February 24-25 I was in Phoenix, speaking at Building and Protecting Reputation 2010, a lively conference attended by several dozen communicators, most of them speechwriting types.

Distracted by my speaking responsibilities, I wasn’t able to compile a comprehensive conference report, but here are three tidbits you might find useful:

The executive communication professional’s first duty is to find the medium and the message that makes the speaker come off as authentic. So said PNC Financial’s VP of Financial Communications, Christine Solie. She pointed out, for instance, that blogging or Tweeting may work beautifully for one exec and not at all for another … and there’s a “natural authority” that comes across when the message and the medium and the speaker come together. The key, of course, is to become a master of all the potential media—and to know your speaker as intimately as you possibly can.

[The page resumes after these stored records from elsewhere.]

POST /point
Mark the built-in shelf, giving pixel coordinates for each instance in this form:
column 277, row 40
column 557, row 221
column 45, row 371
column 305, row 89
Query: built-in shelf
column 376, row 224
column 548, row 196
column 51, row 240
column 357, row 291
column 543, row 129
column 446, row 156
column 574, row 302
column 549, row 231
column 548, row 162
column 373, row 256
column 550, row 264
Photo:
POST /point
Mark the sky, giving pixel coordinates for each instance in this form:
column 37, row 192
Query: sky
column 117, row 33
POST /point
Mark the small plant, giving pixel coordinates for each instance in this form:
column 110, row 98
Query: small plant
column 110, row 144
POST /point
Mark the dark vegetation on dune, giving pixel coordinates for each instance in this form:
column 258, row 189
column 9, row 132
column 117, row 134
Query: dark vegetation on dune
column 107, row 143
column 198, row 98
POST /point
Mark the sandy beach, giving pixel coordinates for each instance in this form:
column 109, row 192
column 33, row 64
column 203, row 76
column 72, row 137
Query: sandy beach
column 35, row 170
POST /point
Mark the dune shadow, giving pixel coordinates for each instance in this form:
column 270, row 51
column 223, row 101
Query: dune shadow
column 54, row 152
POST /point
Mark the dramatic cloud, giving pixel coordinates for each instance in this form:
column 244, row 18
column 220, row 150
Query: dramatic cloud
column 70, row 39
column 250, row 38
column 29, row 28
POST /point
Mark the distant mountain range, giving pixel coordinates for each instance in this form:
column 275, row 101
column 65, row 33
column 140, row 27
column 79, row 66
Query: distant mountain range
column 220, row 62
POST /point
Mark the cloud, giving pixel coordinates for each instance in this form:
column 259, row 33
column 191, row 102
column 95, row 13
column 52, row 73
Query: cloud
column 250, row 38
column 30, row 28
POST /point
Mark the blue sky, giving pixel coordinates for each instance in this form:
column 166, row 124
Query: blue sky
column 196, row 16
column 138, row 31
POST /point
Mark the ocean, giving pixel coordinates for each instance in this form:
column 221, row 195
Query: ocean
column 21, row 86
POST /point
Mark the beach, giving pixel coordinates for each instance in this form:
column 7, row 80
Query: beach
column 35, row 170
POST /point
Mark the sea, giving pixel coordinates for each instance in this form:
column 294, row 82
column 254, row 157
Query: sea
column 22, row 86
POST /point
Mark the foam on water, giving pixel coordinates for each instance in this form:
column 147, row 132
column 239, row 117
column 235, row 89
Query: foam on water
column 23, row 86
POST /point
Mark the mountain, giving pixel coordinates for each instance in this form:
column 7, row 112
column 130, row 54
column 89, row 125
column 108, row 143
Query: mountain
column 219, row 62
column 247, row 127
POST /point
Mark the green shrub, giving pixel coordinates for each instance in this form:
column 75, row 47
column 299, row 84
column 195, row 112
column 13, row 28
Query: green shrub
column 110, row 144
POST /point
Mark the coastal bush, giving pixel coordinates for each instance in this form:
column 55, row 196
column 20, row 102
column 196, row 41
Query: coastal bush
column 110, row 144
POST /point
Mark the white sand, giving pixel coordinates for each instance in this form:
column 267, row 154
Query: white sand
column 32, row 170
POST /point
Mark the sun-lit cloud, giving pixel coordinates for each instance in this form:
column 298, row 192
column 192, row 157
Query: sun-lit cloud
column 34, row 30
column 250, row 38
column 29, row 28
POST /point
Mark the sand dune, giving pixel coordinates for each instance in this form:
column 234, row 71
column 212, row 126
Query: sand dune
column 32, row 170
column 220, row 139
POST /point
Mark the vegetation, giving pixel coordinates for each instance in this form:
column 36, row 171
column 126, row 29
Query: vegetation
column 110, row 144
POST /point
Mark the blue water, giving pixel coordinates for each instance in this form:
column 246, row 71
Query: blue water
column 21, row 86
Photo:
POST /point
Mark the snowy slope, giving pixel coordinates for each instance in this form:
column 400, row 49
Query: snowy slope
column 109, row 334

Got message? Executive communication people are insatiable in their thirst for help in strategic planning. They crave structure, goals, messaging advice and criteria for accepting or declining speech requests. But though a number of sessions focused on this, most attendees left the desert still parched, partly because such planning must be done on an individual basis. And partly, it emerged during a session with master strategist Ken Askew, because they’re lacking the first building block for a powerful executive communication program: at least one speech or message piercing enough to achieve a strategic goal.

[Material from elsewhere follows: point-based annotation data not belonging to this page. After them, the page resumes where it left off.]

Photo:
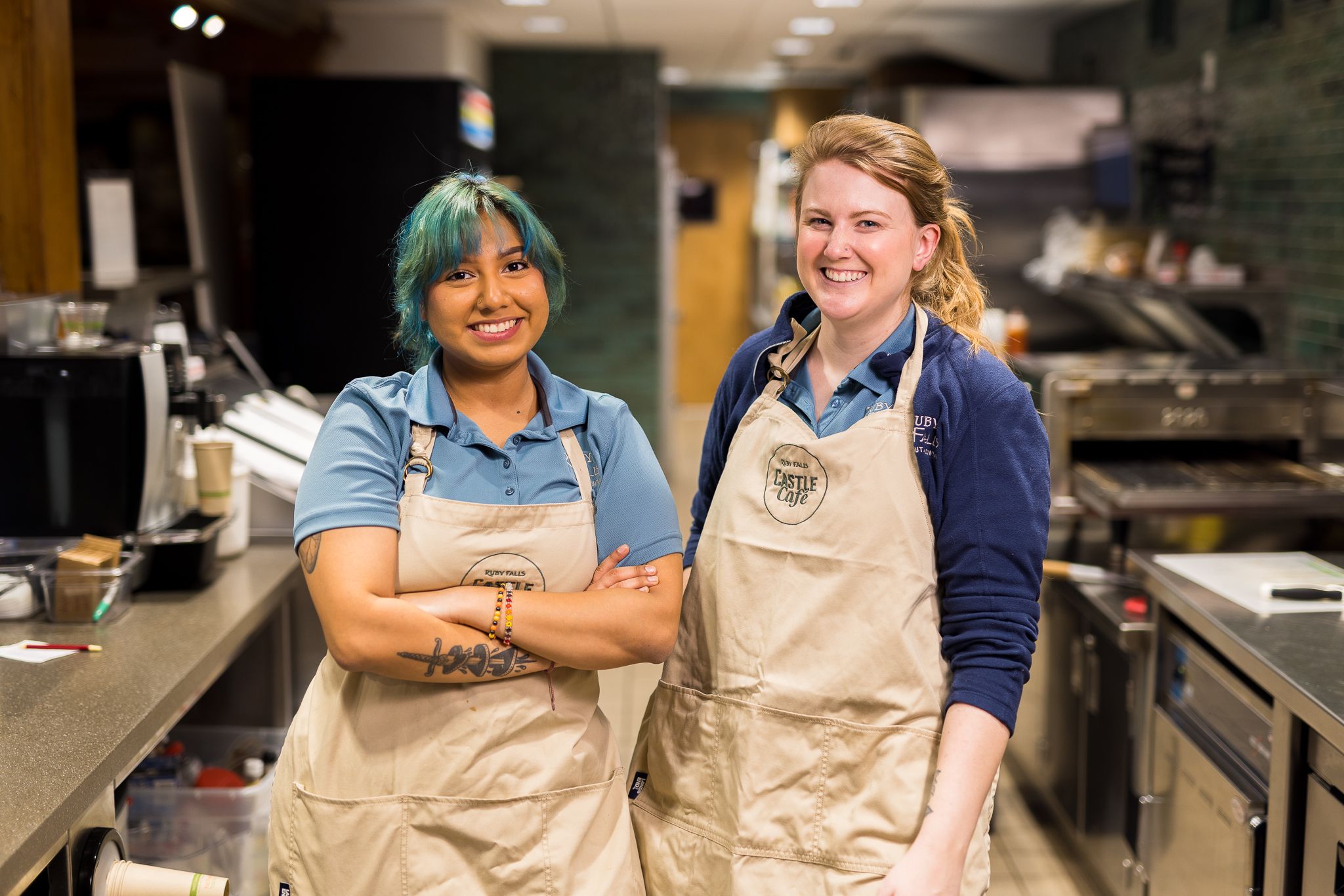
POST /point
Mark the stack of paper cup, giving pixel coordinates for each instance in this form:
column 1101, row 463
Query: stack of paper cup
column 129, row 879
column 214, row 476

A sure way for your CEO to stand out? Talk executive compensation. Communication guru-to-the-CEOs Leslie Gaines-Ross pointed out that chief execs are out speaking again after a couple of years in hiding. They’re talking about everything except: corporate social responsibility, the hot topic of the mid-2000s (nobody wants to hear these days about nice-to-do spending) and  executive compensation and bonuses, which has never been a hot topic—but which represents a hell of an opportunity for a confident chief who’s looking for visibility.

He’s a “quant guy,” but that doesn’t mean he counts his Cheerios in the morning. Henkel Consumer Goods hosted the conference at its new HQ building, and CEO Brad Casper spoke during a luncheon session. During the Q&A, a communicator asked him how he measures the success of his strenuous communications efforts. “I know what gets measured gets done, and all that,” he said. “But we’re fast-moving. … for the most part, it’s qualitative. I’m a quant guy, but qualitative gives me a better feel.”